İlk yazımın konusu ise kitaplarla aramızdaki bağ hakkında duygu ve düşüncelerimi yazmak istiyorum.

Herkes tarafından bilinir kitap okumanın faydalarını, akla ilk gelenleri şöyle bir sayarsak:  

-Kelime dağarcığımızı genişletir,

-Stresi azaltır, 

-Empati kurmamızı sağlar. 

Daha birçok madde de sayılabilir. Ancak kitabın bu kadar çok etkileri olmasına rağmen okumayı seven toplum değiliz. Herkes kitabın bir arkadaş olduğunu söyler.
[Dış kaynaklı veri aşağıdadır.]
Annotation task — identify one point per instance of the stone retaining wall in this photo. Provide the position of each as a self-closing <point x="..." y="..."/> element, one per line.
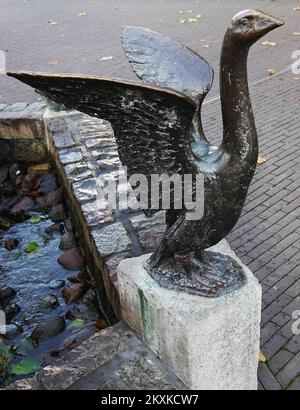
<point x="22" y="133"/>
<point x="85" y="155"/>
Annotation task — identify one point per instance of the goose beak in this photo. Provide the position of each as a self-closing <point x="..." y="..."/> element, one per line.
<point x="268" y="23"/>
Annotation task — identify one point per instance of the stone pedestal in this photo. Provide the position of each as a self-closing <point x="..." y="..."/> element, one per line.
<point x="211" y="344"/>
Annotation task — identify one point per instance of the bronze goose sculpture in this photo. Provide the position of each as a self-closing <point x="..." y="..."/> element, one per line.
<point x="158" y="131"/>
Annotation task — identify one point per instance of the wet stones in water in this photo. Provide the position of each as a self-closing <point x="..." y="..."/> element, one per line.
<point x="11" y="244"/>
<point x="6" y="292"/>
<point x="14" y="171"/>
<point x="12" y="331"/>
<point x="25" y="204"/>
<point x="57" y="213"/>
<point x="50" y="200"/>
<point x="49" y="302"/>
<point x="3" y="174"/>
<point x="69" y="225"/>
<point x="71" y="259"/>
<point x="80" y="277"/>
<point x="56" y="284"/>
<point x="55" y="228"/>
<point x="11" y="311"/>
<point x="67" y="242"/>
<point x="74" y="292"/>
<point x="48" y="328"/>
<point x="48" y="184"/>
<point x="31" y="182"/>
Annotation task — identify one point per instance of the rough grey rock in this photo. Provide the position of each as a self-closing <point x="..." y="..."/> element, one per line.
<point x="150" y="238"/>
<point x="111" y="239"/>
<point x="63" y="139"/>
<point x="48" y="328"/>
<point x="49" y="302"/>
<point x="15" y="107"/>
<point x="56" y="284"/>
<point x="78" y="171"/>
<point x="108" y="164"/>
<point x="97" y="212"/>
<point x="48" y="184"/>
<point x="14" y="170"/>
<point x="28" y="151"/>
<point x="57" y="213"/>
<point x="100" y="142"/>
<point x="6" y="292"/>
<point x="69" y="225"/>
<point x="11" y="311"/>
<point x="143" y="222"/>
<point x="12" y="331"/>
<point x="86" y="190"/>
<point x="56" y="124"/>
<point x="68" y="156"/>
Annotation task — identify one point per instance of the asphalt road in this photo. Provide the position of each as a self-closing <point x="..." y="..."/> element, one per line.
<point x="88" y="30"/>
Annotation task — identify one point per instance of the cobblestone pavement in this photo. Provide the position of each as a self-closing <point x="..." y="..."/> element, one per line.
<point x="267" y="237"/>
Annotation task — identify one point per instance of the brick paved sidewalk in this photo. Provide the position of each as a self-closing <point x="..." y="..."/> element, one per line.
<point x="267" y="237"/>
Ama bir arkadaştan daha çok düşman olarak görüyoruz gibi. Bundan dolayıdır ki yazar eser denildiği zaman akla çok bilinenler gelir. Sabahattin Ali’nin Kürk Mantolu Madonna’sı, Mehmet Rauf’un Eylül’ü ya da Recaizade Mahmut Ekrem’in Araba Sevdası gibi… Tabii bunların daha sık bilinmesinde lisedeki edebiyat dersin rolü çok büyük. 
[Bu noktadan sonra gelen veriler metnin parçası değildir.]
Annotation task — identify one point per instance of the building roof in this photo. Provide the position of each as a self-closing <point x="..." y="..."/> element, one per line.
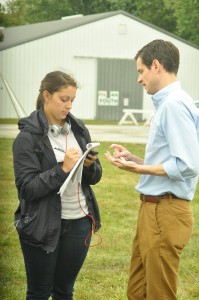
<point x="18" y="35"/>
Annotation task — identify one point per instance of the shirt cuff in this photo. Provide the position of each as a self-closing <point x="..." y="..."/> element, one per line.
<point x="172" y="170"/>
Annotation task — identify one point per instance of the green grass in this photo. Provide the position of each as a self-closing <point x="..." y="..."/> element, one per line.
<point x="105" y="272"/>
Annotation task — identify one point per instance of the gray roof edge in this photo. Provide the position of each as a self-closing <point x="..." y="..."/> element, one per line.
<point x="96" y="17"/>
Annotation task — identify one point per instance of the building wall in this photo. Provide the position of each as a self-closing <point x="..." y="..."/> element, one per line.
<point x="76" y="51"/>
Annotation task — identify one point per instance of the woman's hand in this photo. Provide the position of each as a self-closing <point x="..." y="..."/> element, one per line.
<point x="71" y="157"/>
<point x="120" y="151"/>
<point x="90" y="160"/>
Günümüzde kitaplarla aramızdaki bağ bu kadar zayıfken zamanında, 1940’lı yıllarda kütüphaneci olan ve halkı kitaplardan kopmaması için eşeğin sırtında kitap taşıyarak köy köy gezen Nevşehirli Mustafa Güzelgöz gibi bir örnek var.

Sene 1940’lar, teknolojinin gelişmemiş yıllarında kitap sevgisini arttırmaya çalışan bir kütüphaneci varken günümüzde bu kadar çok imkânların var olduğu zamanda okunmaması, kitap okumanın sıkıcı bulunması ne kadar üzücü. Belki de teknoloji bir yer de imkânken bir yerde de engel oluşturan bir faktördü.
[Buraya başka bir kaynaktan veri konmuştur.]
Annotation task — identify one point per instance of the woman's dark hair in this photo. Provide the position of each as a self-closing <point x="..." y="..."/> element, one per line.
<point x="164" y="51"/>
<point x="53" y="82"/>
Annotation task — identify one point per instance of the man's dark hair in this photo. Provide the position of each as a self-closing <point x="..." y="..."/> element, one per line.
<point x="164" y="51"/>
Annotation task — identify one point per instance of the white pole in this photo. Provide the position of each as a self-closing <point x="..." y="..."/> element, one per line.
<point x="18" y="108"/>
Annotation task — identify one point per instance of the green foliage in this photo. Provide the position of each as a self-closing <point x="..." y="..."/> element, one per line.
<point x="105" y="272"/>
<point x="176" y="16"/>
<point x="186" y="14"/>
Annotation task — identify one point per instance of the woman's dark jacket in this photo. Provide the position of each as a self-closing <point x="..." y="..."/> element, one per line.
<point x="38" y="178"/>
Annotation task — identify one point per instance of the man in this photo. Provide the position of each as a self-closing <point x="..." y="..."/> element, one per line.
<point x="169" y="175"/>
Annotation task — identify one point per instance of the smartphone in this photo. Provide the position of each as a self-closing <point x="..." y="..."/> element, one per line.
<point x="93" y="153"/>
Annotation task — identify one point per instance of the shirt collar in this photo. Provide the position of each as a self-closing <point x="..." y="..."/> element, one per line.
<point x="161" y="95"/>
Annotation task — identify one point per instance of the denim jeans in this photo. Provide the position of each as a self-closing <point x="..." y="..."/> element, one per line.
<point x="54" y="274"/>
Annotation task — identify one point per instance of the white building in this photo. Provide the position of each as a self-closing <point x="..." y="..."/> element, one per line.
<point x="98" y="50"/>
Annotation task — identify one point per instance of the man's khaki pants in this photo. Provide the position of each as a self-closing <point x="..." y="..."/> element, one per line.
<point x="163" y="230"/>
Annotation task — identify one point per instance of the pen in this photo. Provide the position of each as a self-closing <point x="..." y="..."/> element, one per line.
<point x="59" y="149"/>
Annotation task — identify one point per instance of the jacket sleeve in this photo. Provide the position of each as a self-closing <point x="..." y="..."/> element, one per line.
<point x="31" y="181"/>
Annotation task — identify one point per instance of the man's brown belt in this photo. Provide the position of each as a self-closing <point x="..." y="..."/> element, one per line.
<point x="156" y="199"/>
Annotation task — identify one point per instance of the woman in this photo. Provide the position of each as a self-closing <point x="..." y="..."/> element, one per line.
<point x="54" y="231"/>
İsmi geçmişken de Mustafa Güzelgöz’ün yaptıklarından bahsetmek isterim. Benim için örnek alınacak biri, inşallah onun gibilerin sayıları artar.

1940 yılında, II. Dünya Savaşı’ndayken 3,5 yıl boyunca Tokat’ta asker olarak görev yaptıktan sonra memleketine, Ürgüp’e döndü. Ürgüp’e döndükten sonra dönemin kaymakamın isteği üzere gençlere futbol dersleri verdi, karşılığında da Tahsin Ağa Kütüphanesi’nde göreve başladı. Kütüphanecilik hakkında hiçbir bilgisi yoktu aslında ama bunu bir bahane olarak görmedi. Kendini geliştirmek için gayret gösterdi. Hem kendini hem de halkın geliştirmek için çaba gösterdi. Kadınların kütüphaneye gelmesi için dikiş makineleri satın aldı, kurslar gerçekleştirdi. Ulaşamayan köylüler için kütüphaneyi eşek vasıtasıyla ayaklarına götürdü. 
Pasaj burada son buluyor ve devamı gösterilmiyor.